前回、ヴァリニャ-ノ著「日本使節の見聞対話録」の日本語訳「天正遣欧使節記」から、千々石ミゲルが語ったとされている対話内容のうち特徴的と思われるものを抜粋しました。


見事なまでの、ヨ-ロッパ・キリスト教社会への一方的な礼賛、非ヨ-ロッパ人・非ヨ-ロッパ社会への偏見・差別・蔑視,非ヨ-ロッパ文化に対する無理解、解決困難な問題についての責任回避の言辞でした。


「何故、このような内容を、ヴァリニャア-ノは千々石ミゲルに語らせたのだろうか」それが私の疑問でした。


そして、気が付いたことは、それらはヴァリニャ-ノにとって、「対話録」の中でどうしてもミゲルに語らせたい語らせなければならない事柄であったのだ、ということです。


さらに、そういう観点から「対話録」の中のミゲルの発言を見直すことによって、それをミゲルに言わせたヴァリニャ-ノが「日本や日本人に対して、本当は何を考えていたのか」、つまり彼の内心を突き止めてみようと思いました。



(1)ヨ-ロッパの理想化



「ヨーロッパは、叛乱も戦争もない理想郷だ」とミゲルに語らせていることについて、「なんと事実からかけ離れたことを・・・」と感じて不快感すら催したのは私だけではないでしょう。

実際、16世紀のヨ-ロッパには、ハプスブルグ家(神聖ロ-マ帝国・スペイン)とヴァロア家(フランス)がイタリアを巡って争ったイタリア戦争(1521~1559)やフランスのカトリックとプロテスタントが40年近く争ったユグノ-戦争(1562~1598)など数多くの戦いがあり、「叛乱も戦争もない理想郷だ」などとはとても言えない状況であったことは今なら簡単に分ることです。

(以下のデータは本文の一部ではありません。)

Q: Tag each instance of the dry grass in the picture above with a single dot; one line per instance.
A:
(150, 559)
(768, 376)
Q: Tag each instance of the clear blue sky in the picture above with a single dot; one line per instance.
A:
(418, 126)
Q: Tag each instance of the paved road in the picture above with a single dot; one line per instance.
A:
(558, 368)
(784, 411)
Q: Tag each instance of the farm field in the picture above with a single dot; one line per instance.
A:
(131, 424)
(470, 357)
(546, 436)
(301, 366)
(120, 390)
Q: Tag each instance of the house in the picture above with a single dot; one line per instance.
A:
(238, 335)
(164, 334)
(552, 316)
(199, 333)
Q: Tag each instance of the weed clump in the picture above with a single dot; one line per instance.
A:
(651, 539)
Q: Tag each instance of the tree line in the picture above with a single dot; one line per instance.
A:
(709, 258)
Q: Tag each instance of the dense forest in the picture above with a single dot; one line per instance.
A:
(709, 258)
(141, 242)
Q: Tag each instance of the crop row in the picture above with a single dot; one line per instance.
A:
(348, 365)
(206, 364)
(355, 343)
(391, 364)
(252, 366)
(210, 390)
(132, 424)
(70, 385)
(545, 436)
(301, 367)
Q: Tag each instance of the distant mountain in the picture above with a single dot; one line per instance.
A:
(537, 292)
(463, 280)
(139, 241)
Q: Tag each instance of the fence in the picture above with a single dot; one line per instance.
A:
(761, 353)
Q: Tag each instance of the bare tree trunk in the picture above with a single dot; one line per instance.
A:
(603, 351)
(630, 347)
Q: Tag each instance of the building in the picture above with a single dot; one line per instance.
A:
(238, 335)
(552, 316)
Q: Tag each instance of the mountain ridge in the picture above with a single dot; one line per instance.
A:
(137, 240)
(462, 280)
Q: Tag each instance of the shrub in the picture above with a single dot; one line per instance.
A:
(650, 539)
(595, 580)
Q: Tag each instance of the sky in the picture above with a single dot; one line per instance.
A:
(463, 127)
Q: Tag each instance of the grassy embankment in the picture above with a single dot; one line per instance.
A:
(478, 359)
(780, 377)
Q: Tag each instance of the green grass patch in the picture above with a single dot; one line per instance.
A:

それでは、たとえ当時の日本人がそれが事実でないことが分らなかったからと言っても、なぜヴァリニャ-ノはそんな事実からかけ離れたことをミゲルに語らせたのでしょうか。

それは、それを語らせる必要があったからです


というのは、「ヨ-ロッパが叛乱も戦争もない理想郷だ」ということが、当時のキリシタンの教えを支える大事な要素だったのです。


禅僧からキリシタンへ改宗し、イエズス会の理論的主柱として活躍しながら、後に棄教した不干斎ハビアンという人物がいます。このハビアンが著した『妙貞問答』というキリシタン伝道書のなかに、以下のくだりがあります。

「・・・、キリシタンノ国ナドニハ、千年ニアマッテ此方(このかた)、兵乱と云う(いう)ヤウナル事モナク謀叛心ナドト申事(もうすこと)ハ、マレニモ有(ある)事ナシト申(もうさ)レサフラフ(さぶらう)ヲ聞侍(ききはべる)。・・・」


キリスト教が受け容れられた時期、戦国末期、は“粗暴な個人主義と物質主義”が横行した時代であり、この状態に耐えられなくなった人びとが何らかの社会秩序の基本になる宗教、いわば確固たる「統治神学」を求めても不思議ではない。(山本七平 日本人とは何か。17章 キリシタン思想の影響 祥伝社)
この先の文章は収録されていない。